Monday, 30th October 2017

E- paper

Using theatre to explore child sexual abuse

THEATRE: The situational drama persistently drives home the obscurity in the understanding of a “good touch” and a “bad touch”

By Debaroti Chakraborty
  • Published 17.01.20, 11:47 PM
  • Updated 17.01.20, 11:47 PM
  • a min read
  •  
Sparsha strictly adheres to an overdone form of proscenium drama The Telegraph picture

Ichapur Aleya’s play, Sparsha, written by Sangita Chowdhury and directed by Subhendu Majumdar, journeys through the rough terrains of a malaise digging its claws into our social fabric. It delves into a crucial dilemma: how the psychological well-being of a child is trapped between an unfathomable dependence on a teacher and the vulnerability of being sexually abused.

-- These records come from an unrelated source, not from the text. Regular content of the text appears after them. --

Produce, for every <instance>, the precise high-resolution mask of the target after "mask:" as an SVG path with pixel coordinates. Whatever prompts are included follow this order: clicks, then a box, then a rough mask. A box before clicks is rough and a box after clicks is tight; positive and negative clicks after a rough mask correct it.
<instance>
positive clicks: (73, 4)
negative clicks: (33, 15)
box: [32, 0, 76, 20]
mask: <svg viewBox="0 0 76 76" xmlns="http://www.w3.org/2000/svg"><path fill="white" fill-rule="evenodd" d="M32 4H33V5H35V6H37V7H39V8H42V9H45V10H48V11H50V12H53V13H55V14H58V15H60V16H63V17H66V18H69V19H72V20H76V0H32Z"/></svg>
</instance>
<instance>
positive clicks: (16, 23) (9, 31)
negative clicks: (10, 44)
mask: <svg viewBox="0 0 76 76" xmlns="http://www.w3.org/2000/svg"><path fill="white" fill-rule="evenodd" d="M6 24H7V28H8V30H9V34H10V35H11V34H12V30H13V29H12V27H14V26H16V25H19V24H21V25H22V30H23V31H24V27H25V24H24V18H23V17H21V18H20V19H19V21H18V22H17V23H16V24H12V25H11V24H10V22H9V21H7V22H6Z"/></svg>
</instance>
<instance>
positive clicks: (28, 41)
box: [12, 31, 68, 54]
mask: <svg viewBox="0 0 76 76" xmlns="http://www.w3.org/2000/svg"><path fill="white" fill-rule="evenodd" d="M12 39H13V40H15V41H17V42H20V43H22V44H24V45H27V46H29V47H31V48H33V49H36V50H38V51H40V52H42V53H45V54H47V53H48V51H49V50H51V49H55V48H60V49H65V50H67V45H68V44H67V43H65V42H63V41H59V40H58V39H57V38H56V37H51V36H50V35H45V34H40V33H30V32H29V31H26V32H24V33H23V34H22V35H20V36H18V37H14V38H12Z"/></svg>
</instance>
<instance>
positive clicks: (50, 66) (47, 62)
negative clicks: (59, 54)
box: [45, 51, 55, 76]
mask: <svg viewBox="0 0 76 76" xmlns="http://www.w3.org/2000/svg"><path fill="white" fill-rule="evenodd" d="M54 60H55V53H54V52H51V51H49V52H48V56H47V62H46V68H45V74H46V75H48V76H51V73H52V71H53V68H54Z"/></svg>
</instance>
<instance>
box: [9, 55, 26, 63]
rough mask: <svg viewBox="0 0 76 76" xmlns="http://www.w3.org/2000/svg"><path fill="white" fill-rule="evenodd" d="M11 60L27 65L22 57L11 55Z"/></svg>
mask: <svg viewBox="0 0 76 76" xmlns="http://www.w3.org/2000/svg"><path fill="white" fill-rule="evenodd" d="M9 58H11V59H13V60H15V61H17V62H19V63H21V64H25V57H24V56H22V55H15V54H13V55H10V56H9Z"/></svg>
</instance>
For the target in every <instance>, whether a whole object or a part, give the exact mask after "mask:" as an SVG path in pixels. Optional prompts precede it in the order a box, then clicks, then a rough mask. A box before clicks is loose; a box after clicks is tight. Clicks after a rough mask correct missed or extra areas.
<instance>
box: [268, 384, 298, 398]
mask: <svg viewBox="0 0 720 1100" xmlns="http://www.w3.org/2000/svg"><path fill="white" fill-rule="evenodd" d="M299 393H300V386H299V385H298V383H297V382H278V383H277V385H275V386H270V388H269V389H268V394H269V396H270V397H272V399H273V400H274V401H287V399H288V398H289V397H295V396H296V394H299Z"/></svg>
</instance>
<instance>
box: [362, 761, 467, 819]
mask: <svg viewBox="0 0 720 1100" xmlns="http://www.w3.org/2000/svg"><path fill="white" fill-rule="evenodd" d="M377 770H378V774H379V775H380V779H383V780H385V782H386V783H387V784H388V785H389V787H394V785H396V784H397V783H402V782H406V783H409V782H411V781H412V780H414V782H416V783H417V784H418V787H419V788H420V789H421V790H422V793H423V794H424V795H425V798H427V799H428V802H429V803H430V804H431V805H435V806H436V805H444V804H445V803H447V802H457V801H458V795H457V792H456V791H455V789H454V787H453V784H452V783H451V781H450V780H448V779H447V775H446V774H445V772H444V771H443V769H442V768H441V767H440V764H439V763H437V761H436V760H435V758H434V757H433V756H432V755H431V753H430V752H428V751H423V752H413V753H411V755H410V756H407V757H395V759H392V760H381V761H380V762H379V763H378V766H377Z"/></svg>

The situational drama persistently drives home the obscurity in the understanding of a “good touch” and a “bad touch” and how panic, inefficient parental interference and political appropriation manipulate such an incident. Sparsha strictly adheres to an overdone form of proscenium drama. But its strength lies in the way the script handles the complexities of the theme. The characters are well-defined and contribute to the development of the dramatic arc. Dipak Mitra is spectacular as a cryptic politician, evoking humour, anger and disdain. The play, which could have been shorter, touches upon the struggle of agency in the contemporary matrix of media-individual-politics.